CHARLOTTE, N.C. — A prominent member of Congress called for an emergency hearing on fraud allegations coming out of North Carolina's 9th Congressional District.

Virginia Congressman Gerry Connolly, one of the senior Democrats on the House Oversight and Government Reform Committee, said the meeting should be held this session, with Republicans still in control of the House.

RELATED: NC 9th district outcome still not official; state board refuses to certify results

The controversy centered around irregularities among mail-in absentee ballots. NBC Charlotte confirmed the state board of elections subpoenaed a GOP consulting group based in Cornelius on Wednesday.

The Red Dome Group reportedly hired the man accused of leading the scheme to collect absentee ballots in Bladen County. The political consulting firm was paid hundreds of thousands of dollars by Republican Mark Harris.

Harris won the race by just 905 votes, but officials have chosen not to certify the results in light of allegations that Red Dome workers used fraudulent tactics to collect, alter, or possibly discard absentee mail-in ballots.

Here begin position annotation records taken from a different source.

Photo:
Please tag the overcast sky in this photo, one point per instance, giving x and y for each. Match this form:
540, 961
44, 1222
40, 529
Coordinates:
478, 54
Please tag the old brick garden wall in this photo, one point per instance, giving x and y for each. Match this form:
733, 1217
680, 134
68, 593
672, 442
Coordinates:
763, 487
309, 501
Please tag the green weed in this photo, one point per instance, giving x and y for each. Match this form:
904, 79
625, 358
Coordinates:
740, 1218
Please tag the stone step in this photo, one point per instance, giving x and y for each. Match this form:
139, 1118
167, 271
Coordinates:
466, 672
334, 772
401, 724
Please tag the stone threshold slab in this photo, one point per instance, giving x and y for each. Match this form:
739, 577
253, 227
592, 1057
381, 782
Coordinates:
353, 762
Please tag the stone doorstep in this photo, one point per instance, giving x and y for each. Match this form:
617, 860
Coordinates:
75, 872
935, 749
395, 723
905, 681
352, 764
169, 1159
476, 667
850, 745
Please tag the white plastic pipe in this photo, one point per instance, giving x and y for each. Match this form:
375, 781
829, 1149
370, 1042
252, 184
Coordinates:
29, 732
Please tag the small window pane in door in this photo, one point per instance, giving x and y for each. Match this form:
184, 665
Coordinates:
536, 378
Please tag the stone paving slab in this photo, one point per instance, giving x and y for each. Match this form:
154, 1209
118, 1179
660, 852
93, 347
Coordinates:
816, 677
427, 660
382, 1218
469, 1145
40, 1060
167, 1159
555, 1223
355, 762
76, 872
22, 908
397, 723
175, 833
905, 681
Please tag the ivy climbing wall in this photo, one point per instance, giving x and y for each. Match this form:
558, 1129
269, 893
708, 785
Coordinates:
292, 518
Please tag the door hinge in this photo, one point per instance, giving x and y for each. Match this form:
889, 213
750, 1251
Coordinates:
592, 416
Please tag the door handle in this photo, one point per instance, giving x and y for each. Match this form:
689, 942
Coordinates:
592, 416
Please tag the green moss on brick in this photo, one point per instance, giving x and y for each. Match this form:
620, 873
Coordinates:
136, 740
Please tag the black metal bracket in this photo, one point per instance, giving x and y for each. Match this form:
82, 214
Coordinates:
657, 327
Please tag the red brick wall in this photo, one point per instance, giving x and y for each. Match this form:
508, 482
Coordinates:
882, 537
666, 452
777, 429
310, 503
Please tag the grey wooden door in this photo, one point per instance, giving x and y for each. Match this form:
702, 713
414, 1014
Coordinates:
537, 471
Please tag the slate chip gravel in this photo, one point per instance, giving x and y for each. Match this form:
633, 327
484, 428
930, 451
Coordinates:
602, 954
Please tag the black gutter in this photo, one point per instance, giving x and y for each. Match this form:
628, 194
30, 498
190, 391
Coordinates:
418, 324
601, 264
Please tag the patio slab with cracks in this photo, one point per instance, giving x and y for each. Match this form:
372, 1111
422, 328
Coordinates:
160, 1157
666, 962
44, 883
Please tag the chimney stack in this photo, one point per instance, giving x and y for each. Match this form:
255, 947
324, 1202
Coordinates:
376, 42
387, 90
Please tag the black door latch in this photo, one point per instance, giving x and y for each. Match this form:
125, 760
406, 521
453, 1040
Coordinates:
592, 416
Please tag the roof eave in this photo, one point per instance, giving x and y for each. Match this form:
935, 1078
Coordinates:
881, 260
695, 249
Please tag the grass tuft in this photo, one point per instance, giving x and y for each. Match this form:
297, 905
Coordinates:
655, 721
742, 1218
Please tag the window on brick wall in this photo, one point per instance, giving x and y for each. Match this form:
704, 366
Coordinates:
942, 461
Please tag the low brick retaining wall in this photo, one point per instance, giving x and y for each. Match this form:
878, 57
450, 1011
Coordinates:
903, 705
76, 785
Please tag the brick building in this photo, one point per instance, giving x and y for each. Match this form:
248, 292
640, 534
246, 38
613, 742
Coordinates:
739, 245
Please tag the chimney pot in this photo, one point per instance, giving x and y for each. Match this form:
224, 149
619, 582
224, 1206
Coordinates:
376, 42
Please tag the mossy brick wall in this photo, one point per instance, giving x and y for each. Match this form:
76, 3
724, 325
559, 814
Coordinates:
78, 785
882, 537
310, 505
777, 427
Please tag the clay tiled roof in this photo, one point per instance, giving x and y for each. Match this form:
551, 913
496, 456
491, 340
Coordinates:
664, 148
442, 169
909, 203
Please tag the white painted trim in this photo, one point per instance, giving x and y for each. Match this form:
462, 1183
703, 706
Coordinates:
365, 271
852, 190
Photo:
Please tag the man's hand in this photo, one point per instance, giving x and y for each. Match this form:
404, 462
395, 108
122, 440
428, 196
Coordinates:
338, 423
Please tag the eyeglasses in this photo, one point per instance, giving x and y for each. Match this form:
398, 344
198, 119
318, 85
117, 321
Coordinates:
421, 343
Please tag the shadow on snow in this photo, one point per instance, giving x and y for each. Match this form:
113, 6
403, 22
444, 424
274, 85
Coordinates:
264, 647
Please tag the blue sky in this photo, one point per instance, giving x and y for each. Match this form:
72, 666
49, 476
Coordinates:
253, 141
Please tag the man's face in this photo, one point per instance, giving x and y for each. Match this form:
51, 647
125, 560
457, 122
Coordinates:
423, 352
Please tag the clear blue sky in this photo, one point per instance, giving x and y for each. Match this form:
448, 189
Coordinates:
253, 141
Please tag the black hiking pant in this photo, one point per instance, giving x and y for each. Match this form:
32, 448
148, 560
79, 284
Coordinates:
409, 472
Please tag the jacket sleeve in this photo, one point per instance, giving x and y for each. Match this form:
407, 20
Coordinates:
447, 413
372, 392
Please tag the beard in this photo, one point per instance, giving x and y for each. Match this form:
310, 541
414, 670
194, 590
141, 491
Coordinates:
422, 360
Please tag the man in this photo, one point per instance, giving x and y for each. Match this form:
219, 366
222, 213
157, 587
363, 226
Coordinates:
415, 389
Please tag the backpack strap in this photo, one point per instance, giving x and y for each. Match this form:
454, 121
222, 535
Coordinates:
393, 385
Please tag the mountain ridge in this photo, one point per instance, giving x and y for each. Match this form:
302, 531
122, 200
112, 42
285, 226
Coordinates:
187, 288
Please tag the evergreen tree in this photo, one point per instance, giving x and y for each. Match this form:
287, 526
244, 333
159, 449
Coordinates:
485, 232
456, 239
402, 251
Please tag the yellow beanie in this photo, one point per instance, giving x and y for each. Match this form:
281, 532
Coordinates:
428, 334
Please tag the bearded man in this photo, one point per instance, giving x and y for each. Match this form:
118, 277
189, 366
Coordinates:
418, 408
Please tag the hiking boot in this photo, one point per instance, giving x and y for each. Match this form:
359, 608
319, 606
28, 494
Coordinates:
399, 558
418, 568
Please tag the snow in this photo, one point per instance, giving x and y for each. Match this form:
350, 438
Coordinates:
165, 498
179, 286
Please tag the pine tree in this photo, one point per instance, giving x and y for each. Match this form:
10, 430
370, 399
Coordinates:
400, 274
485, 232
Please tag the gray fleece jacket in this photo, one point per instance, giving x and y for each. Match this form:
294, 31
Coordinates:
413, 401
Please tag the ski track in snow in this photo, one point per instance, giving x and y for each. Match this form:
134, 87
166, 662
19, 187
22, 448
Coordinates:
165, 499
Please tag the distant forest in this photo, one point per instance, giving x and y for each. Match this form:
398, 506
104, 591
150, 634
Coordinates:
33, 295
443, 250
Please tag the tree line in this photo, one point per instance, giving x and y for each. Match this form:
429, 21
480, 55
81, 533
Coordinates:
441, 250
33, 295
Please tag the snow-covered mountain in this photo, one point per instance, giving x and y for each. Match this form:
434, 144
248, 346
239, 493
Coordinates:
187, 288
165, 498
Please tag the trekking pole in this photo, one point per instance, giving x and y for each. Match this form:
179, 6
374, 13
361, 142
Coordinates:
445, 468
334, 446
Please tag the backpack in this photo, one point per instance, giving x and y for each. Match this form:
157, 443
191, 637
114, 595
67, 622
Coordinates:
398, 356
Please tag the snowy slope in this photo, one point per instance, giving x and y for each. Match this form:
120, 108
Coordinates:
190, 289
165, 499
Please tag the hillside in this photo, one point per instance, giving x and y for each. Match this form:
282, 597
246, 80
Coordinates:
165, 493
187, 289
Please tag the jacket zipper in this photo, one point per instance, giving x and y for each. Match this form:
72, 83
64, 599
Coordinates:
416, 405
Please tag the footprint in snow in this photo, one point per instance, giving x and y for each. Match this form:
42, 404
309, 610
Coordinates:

RELATED: North Carolina's 9th district could require a new election amid fraud allegations, expert says

"I pray to God they get to the bottom of it," said Emma Shipman.

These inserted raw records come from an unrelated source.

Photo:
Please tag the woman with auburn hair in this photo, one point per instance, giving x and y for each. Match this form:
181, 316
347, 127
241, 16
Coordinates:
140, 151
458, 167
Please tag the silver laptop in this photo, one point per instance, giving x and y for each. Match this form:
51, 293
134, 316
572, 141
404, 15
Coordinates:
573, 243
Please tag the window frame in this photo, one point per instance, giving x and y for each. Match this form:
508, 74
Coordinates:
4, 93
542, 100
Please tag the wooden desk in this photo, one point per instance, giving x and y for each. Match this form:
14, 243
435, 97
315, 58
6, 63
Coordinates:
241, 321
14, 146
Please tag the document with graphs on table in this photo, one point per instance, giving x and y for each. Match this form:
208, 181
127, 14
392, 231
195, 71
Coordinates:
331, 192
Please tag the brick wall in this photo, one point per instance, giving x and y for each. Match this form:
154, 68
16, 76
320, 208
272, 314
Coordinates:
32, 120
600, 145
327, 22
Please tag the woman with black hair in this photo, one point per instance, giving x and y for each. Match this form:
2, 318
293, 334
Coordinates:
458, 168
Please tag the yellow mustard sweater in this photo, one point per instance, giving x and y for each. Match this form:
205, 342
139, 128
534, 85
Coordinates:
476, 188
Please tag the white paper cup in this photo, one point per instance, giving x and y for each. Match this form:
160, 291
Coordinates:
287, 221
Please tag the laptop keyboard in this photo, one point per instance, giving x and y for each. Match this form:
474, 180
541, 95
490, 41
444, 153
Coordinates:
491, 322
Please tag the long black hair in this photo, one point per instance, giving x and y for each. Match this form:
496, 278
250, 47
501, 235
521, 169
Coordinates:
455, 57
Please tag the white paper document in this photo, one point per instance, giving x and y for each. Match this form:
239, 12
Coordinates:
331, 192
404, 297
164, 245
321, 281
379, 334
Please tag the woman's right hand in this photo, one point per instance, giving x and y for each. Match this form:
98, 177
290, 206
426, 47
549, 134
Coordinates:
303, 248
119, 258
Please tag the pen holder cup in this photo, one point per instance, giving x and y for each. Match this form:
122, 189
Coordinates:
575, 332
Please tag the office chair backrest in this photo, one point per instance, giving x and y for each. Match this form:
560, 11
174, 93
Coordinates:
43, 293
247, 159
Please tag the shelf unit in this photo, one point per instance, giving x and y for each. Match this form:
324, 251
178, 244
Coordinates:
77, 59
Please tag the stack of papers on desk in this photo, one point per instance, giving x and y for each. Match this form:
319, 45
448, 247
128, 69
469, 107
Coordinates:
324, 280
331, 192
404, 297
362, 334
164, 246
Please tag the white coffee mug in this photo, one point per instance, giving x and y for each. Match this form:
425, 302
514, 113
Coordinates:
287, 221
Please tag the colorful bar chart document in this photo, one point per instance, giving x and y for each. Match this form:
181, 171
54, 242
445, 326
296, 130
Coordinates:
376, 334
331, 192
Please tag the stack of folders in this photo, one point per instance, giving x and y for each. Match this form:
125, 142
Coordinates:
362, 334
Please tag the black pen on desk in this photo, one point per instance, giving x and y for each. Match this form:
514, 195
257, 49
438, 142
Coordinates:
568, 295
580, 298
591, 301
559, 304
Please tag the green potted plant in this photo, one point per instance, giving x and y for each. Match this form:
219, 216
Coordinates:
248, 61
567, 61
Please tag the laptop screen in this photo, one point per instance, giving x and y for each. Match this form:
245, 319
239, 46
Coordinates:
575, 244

Shipman said a woman came to her Bladen County house and took her absentee ballot before she could seal it or have anyone witness it.

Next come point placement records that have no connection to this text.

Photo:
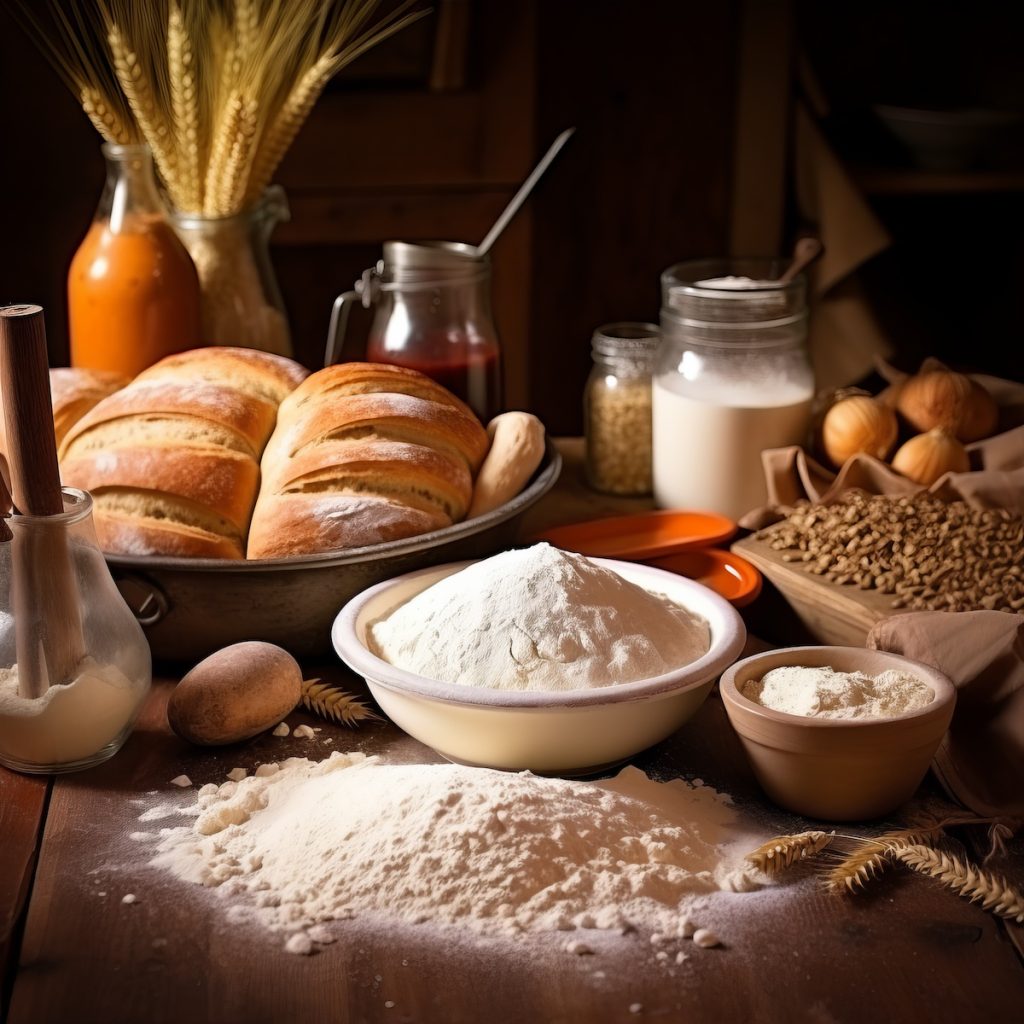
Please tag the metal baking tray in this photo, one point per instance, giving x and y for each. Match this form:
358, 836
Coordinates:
189, 607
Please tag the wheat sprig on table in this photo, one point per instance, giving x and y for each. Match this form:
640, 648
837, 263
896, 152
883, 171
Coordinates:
104, 120
782, 851
138, 89
332, 701
217, 88
870, 859
184, 107
991, 891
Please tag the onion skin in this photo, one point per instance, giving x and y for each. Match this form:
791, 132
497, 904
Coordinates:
927, 457
858, 424
950, 400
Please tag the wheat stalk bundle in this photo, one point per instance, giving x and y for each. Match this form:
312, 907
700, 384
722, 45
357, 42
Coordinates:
218, 89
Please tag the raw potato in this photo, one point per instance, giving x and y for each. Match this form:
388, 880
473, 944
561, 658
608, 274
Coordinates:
236, 693
516, 450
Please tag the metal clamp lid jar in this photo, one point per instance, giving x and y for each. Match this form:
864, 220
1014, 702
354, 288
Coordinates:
616, 408
733, 378
432, 313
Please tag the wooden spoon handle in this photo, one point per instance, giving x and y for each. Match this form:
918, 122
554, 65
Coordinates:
25, 378
44, 592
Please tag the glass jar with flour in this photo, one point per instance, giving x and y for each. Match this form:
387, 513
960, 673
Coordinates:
75, 665
732, 378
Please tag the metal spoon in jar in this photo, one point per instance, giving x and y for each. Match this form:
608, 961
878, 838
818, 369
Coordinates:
519, 198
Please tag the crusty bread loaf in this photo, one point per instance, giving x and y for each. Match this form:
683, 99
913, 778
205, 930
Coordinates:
516, 450
172, 461
74, 390
365, 453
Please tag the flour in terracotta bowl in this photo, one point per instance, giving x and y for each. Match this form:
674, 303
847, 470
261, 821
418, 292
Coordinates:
539, 619
298, 846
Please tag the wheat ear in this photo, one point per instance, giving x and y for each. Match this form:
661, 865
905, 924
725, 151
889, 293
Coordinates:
332, 701
138, 92
992, 892
868, 861
231, 180
287, 123
103, 119
184, 110
780, 852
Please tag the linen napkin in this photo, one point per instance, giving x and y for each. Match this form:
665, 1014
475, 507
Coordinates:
980, 761
995, 479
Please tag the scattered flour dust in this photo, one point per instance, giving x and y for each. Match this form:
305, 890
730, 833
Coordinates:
503, 854
821, 692
539, 619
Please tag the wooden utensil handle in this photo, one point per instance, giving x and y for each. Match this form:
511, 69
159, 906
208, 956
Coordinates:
26, 383
47, 614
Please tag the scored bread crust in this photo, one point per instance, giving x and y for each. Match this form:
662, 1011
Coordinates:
202, 404
129, 531
312, 523
172, 460
211, 478
74, 391
346, 379
359, 439
380, 417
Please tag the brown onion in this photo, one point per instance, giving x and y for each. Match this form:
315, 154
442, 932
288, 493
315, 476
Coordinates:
927, 457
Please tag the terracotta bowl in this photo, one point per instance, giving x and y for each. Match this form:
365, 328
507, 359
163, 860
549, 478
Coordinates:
572, 732
838, 769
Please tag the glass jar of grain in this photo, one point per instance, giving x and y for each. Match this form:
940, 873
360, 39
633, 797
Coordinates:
616, 408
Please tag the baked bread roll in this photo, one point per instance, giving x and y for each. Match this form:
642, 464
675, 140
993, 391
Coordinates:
74, 390
516, 450
365, 453
172, 461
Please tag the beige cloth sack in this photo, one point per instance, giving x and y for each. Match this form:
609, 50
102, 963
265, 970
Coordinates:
980, 761
996, 477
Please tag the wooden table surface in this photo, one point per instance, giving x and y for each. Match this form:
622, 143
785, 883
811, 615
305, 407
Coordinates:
904, 949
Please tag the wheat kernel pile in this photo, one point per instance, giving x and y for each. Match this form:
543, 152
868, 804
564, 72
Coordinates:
927, 553
619, 436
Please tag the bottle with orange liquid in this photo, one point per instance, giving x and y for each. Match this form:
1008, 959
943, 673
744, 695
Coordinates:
132, 290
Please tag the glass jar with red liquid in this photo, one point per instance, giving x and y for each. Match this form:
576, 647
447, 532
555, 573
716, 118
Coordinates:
431, 305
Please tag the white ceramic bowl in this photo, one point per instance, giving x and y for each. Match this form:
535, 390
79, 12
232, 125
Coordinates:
571, 732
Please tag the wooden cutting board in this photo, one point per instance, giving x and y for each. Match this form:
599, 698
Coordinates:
834, 613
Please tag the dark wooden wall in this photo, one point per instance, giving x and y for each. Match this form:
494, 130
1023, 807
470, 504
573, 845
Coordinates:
430, 138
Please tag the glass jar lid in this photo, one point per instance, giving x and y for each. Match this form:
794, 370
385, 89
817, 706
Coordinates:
627, 339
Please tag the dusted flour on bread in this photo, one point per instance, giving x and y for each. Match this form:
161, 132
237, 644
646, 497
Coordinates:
539, 619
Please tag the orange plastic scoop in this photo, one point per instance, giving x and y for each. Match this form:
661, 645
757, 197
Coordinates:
646, 535
728, 574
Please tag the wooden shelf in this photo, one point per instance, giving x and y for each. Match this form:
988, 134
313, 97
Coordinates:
876, 180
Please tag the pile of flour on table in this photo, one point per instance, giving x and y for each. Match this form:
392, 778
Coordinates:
305, 843
539, 619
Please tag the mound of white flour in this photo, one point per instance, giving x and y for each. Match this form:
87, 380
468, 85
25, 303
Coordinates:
539, 619
822, 692
305, 843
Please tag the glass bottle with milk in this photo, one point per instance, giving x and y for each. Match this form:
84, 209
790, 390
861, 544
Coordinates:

Datesha Montgomery claimed the same thing happened to her.

"I thought it was a volunteer, but it wasn't," said Montgomery. "Come to find out she never sealed it or turned it in."

Cheryl Kinlaw said she was paid to collect ballots.

"We did not know it was illegal to pick them up," said Kinlaw.

Kinlaw said she was hired by McCrae Dowless, the convicted felon at the center of the fraud investigation, who was recruited by Red Dome.

"He would put gas in our car, and it was a little bit of money," Kinlaw said. "Once I dropped them off at his office, we assumed they were putting them in the mail."

The investigation could lead to charges or even a new election.

"In the 16 years of studying North Carolina politics in depth, I'm not sure I can point to a modern incident at the federal level of something like this," said Michael Bitzer, political science professor at Catawba College. "When you're talking about a U.S. House of Representatives election, this is critical for the governance of the state and the country."